How supportive and enthusiastic are Warner Bros. publicists on behalf of The Assassination of Jesse James by the Coward Robert Ford, which comes out on 9.21, or right after the Toronto Film Festival? I won’t name names or publications, but a definite foot-dragging attitude has been detected by reasonable moderate men as far as long-lead requests for various forms of assistance in slapping together Jesse James coverage.
It’s no secret that Warner Bros. execs have been less than fully ecstatic with Andrew Dominik‘s western, which producer Tony Scott has described as a Terrence Malick-type feature. The rumble all along is that WB toppers and marketers consider the film some kind of loss leader (i.e., more or less doomed with the people who loved Spider-Man 3 and Pirates of the Caribbean, and who just can’t wait for Evan Almighty). People like me, of course, can’t wait to see it and are inclined on general principle to support it, unless it turns out to be indulgent garbage.
I’m not saying that this or that WB publicist is, in fact, slacking off on Jesse James, but that studio’s upper-level marketers have long had reputations of being chillty or clueless when it comes to movies of a layered artistic bent. Remember the stories about them scratching their heads and throwing up their hands when they first saw Letters From Iwo Jima? Their decision to keep The Departed out of the Toronto Film Festival (i.e., I never believed producer Graham King‘s story about the film not being ready in time for that festival)?
How come the Assassination of Jesse James website is exactly the same now, content-wise, as it was six months ago? The film opens in three and a half months. Shouldn’t the people running this site be turning the heat up right about now?
The bad guy who let Paris Hilton out of jail — the idiot who determined after hearing about her alleged suicide threat that “there’s a medical issue and it isn’t wise to keep a person in jail with her problem over an extended period of time and let the problem get worse” — is L.A. County Sheriff Lee Baca. Hilton went back to court this morning and may wind up back in the slammer if Judge Michael T. Sauer sees merit in L.A. city attorneys’ challenge to Baca’s decision to release her. The God of Righteousness is a cheap myth, but I want to believe him Him/Her once again because I want Hilton back behind bars before the day is out.
What is it about the fact that “the hinterland Bubbas despise Hilary Clinton, and because of this she will lose the ’08 general election” don’t Hollywood Democrats understand?

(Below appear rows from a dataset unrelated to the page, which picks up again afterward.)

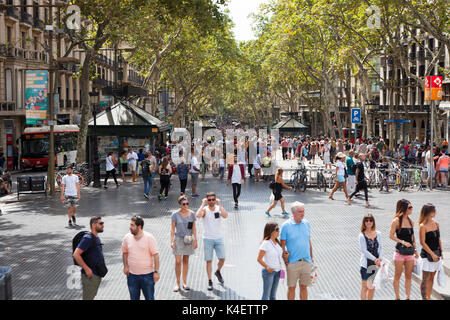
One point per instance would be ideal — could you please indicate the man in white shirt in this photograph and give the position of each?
(212, 236)
(70, 194)
(236, 174)
(430, 165)
(132, 160)
(195, 171)
(140, 260)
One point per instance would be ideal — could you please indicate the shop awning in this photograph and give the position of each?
(444, 105)
(126, 114)
(290, 124)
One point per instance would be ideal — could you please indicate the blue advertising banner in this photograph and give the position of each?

It’s Friday, June 8th, and you’re wondering what, if anything, should you see? That’s easy — go rent Ulu Grosbard‘s Straight Time or Sidney Lumet‘s Prince of The City or Shohei Imamura‘s Vengeance Is Mine. The lower-animal-impulse choice in theatres, obviously, is Hostel: Part II. The knockout performance experience (i.e., Marion Cotillard‘s) can be found in La Vie en Rose — it can almost be guaranteed Cotillard will be a Best Actress Oscar nominee. The Big-Ass Blandathon (and I never thought I’d ever be calling it this) is Ocean’s Thirteen.
There are some who feel I was remiss in not including Robert Zemeckis‘ animated Beowulf on HR’s short list of highfalutin’ fall-winter must-sees. I never considered including it for a single instant. Why should I? Why should anyone? Due respect to the 10th Century English poem it’s based upon, but this is basically Eragon territory, especially when filtered through the greedy-ass, Lord of the Rings-aping combine. And that, to me, to anyone over the age of 13 or 14, means “instantly dismissable.”